Europe passed the milestone of 250,000 deaths from COVID-19 on Sunday as Israel and Australia's second-largest city of Melbourne began to gradually ease their strict lockdowns.
European nations have ratcheted up restrictions on daily life to tackle soaring infections, with a 44 percent increase in cases last week.
Nighttime curfews on millions came into force in France last weekend and Switzerland required all its citizens to wear masks in indoor public places.
But Israel has managed to flatten its outbreak through draconian measures including a ban on travelling more than a kilometer from home.
The government lifted that restriction on Sunday and reopened kindergartens, beaches and national parks.
Israeli mother Talia Zinkin said she was initially unsure whether to send her son back to daycare. "But I felt he would enjoy being with other children," she told AFP.

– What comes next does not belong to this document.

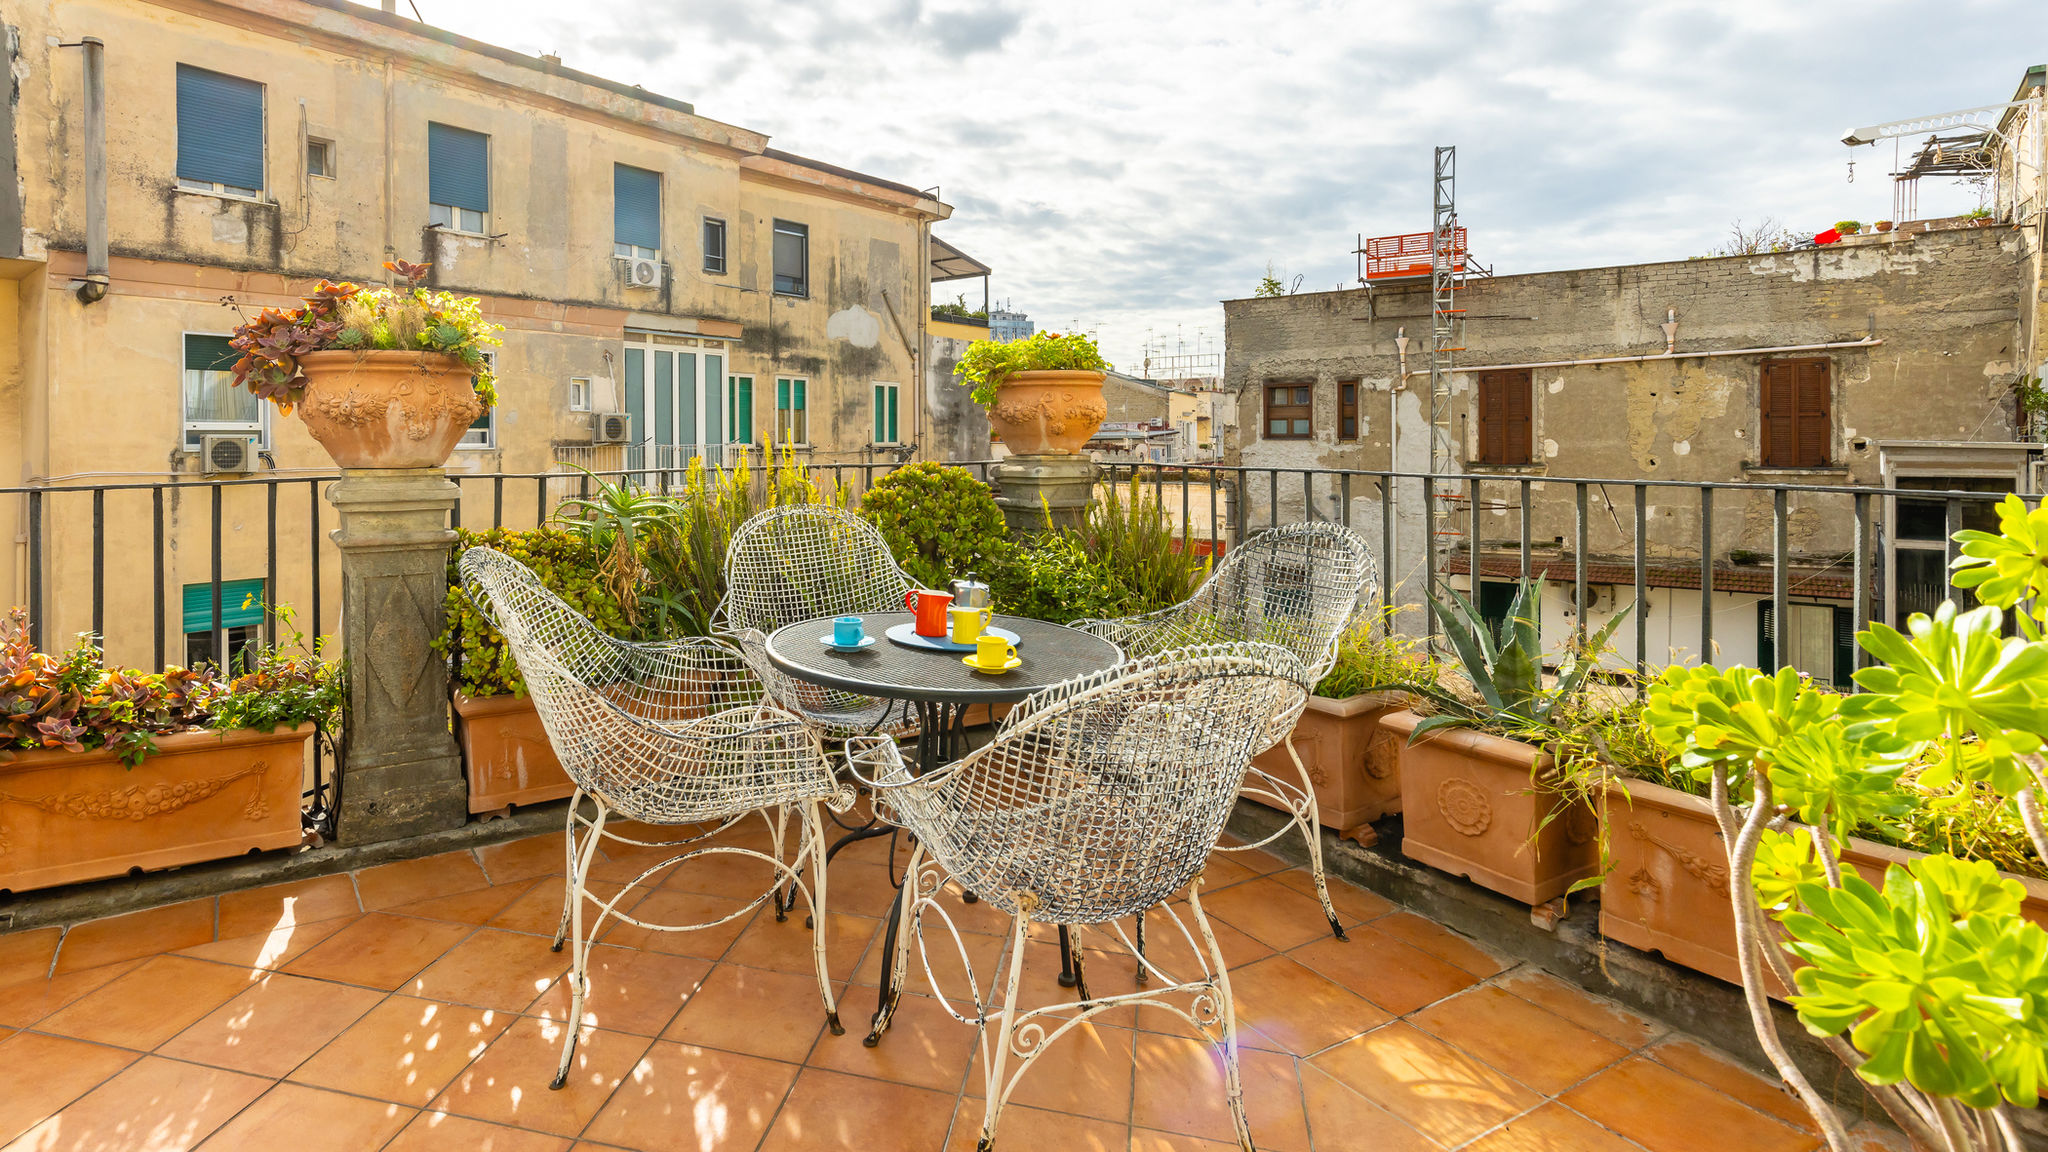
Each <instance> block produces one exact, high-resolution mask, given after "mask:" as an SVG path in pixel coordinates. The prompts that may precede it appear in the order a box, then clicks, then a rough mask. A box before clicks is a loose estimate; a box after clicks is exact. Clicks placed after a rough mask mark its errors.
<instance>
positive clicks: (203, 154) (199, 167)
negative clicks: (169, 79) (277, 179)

In Australia, Melbourne has managed to control its upsurge in cases and officials were able to allow the city's 5 million inhabitants to leave their homes for more than two hours a day for the first time in three months.
While people will be allowed to travel up to 25 kilometers from home if they have valid reasons.
In Europe however, the increase in cases is reaching alarming levels.
Europe's death toll makes it the second-hardest hit region after Latin America and the Caribbean, where fatalities have surpassed 350,000.
The UK remains Europe's worst-affected country in terms of deaths, accounting for almost one-fifth of fatalities on the continent.
It continues to struggle against the virus, with local officials resisting attempts to impose restrictions by region.
France counted nearly 30,000 new cases Sunday, close to Saturday's record 32,427 cases. Some 1,900 COVID-19 patients are currently occupying intensive care unit beds, out of France's total capacity of 5,800.
The government has introduced a 9 pm-6 am curfew for at least a month in nine cities including Paris, affecting 20 million people.
Those flouting the curfew face a fine of 135 euros ($158) unless they can prove they have a valid reason to be out.
"I'm coming back from the hospital... where my daughter is being operated on," one man told a group of police officers, showing them a one-page document as evidence.
The measures fall short of the blanket confinements imposed in many countries earlier in 2020 - but raise fears of new, severe restrictions across the continent.
The Swiss government said Sunday it would enforce mask-wearing in all indoor public spaces from Monday and forbid gatherings of more than 15 people, among other restrictions.